Reading Notes 10/15/13

David Bentley Hart’s ‘The Experience of God’ has so far been the best experience of reading I’ve head in a long, long time (Plantinga’s ‘Where the Conflict Really Lies’, was like this for me, only way more analytic). Definitely one of the best philosophy/metaphysics/philosophy of science/religion books recently published. That guy is way too smart. I’ll probably post some review-ish stuff after I’ve read it more, but suffice it to say that he brilliantly dismantles materialism on three fronts: that of being, of consciousness, and bliss. The best section so far? Very hard to say. I’ll go with consciousness and bliss for the moment – his exposition of various problems in philosophy of mind (qualia, intentionality, abstract concepts) is, quite simply, superb. Bliss? Absolutely fantastic exploration of desire, the will, the good, beauty, etc. Being is outstanding as well (it’s pure fun watching him analyze Platninga’s modal ontological argument), but so far consciousness and bliss are the best for me. If you haven’t read it, read it. It’s cheap on Amazon. One last note: his use of Eastern (primarily Hindu) and Islamic metaphysics in the section on being is pretty dang cool.

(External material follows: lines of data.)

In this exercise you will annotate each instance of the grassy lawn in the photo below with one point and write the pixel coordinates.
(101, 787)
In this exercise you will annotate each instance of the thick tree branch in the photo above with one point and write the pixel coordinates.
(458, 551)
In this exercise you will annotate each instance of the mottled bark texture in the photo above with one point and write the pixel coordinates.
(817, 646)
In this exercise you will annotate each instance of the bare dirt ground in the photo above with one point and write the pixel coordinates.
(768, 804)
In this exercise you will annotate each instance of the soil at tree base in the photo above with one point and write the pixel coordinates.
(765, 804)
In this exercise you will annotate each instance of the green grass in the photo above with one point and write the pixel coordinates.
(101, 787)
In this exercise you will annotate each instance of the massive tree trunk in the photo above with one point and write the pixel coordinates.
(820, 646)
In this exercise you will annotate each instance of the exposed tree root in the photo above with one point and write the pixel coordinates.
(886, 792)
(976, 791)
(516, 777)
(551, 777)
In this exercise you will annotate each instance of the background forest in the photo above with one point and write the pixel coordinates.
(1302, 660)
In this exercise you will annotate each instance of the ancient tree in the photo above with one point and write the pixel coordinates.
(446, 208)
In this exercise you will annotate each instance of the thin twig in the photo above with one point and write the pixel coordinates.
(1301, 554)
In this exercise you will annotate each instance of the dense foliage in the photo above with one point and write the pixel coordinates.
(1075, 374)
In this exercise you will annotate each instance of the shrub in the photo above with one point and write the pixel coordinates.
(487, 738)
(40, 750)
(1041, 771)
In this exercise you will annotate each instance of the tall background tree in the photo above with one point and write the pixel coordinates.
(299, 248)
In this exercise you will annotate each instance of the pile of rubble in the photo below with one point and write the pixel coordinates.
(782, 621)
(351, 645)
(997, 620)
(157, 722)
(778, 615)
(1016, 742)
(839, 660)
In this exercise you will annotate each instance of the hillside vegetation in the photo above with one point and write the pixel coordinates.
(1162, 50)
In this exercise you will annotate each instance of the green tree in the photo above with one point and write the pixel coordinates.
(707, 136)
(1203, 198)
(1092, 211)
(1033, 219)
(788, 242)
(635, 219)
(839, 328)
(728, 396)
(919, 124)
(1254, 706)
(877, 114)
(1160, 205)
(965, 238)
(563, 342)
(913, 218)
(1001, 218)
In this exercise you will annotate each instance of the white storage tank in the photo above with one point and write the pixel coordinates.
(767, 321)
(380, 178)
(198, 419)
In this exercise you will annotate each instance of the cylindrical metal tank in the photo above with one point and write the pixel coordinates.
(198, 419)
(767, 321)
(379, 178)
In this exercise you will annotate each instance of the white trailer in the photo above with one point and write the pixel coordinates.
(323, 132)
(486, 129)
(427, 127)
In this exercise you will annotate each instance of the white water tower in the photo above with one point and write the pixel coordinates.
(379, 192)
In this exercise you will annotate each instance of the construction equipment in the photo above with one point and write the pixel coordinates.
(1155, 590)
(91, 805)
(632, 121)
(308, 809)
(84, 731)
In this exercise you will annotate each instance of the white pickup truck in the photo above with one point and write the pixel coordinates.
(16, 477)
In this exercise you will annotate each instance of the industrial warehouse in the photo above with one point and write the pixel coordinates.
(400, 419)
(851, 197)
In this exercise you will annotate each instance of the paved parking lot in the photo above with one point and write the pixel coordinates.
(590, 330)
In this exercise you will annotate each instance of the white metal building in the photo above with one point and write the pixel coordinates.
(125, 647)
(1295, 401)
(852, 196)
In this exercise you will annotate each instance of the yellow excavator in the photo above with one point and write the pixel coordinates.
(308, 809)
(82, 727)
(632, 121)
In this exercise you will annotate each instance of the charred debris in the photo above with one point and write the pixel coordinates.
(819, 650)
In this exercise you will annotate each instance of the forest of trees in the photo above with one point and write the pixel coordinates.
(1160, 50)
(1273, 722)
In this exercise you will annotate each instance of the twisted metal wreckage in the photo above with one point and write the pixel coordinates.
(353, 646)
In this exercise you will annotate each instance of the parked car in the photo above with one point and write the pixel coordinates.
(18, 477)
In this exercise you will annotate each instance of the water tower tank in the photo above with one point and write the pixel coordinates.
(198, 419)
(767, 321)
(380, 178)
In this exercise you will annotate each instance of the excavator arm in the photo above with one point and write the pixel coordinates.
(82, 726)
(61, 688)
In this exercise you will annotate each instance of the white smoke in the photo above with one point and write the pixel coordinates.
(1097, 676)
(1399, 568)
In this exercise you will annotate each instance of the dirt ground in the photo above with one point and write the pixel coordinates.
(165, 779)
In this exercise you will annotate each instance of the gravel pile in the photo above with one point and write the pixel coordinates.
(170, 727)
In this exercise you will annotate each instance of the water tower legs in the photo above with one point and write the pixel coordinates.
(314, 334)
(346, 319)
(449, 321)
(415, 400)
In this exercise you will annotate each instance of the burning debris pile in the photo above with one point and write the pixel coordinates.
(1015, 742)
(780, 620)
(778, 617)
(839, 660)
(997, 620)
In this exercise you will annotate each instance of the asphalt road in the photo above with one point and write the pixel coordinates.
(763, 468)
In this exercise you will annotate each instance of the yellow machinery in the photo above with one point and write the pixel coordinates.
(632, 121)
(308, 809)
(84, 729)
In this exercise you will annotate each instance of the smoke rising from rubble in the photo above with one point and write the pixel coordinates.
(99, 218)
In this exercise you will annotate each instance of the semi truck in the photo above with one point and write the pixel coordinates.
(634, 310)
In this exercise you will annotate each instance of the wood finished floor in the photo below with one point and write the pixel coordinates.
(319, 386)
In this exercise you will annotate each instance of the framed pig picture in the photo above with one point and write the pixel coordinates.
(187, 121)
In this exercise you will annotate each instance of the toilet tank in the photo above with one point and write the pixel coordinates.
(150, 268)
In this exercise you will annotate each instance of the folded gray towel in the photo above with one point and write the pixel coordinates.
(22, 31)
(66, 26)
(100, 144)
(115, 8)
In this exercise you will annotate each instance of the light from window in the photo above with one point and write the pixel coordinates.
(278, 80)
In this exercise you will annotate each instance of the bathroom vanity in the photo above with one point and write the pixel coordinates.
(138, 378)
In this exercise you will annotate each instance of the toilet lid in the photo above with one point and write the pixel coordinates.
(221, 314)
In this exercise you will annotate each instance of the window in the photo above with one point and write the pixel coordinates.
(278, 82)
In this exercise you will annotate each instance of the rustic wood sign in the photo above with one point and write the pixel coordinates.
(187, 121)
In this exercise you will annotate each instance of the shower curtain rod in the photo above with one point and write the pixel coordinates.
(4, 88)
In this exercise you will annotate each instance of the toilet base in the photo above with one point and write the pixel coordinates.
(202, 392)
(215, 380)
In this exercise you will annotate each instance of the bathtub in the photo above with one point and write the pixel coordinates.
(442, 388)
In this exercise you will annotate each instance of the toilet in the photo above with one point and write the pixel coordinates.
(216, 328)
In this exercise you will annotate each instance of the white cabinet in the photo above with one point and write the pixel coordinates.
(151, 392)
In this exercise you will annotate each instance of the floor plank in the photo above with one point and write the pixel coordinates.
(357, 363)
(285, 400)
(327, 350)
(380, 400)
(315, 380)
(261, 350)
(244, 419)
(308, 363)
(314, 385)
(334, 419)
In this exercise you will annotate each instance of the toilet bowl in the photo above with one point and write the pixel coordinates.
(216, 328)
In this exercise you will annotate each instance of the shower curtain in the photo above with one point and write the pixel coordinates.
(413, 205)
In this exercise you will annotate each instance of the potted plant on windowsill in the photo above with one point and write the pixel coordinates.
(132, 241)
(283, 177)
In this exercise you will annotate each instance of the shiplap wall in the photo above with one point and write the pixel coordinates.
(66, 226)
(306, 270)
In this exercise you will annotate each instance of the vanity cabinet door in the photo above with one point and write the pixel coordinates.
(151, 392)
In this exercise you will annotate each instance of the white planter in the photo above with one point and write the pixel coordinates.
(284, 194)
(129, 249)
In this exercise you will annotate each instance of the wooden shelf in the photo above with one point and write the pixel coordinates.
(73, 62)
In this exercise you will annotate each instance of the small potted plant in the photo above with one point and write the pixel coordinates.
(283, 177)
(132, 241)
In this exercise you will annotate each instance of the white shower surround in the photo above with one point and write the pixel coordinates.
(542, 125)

Finally getting around to reading N.T. Wright’s big books – unfortunately the library only had ‘Jesus and the Victory of God’, so I’m starting there. Very readable and easy to understand – it is dense in parts but that’s purely due to the content and not the style. I forget sometimes how powerful of a thinker Wright is, and this book is definitely re-proving it. So far of his I have and have read ‘Paul’, ‘Justification’, ‘Scripture and the Authority of God’, ‘Surprised by Hope,’ (which lives up to the hype) ‘Evil and the Justice of God’, and his popular commentary on Paul’s prison letters (and most of his available online articles and essays). N.T. Wright is the man.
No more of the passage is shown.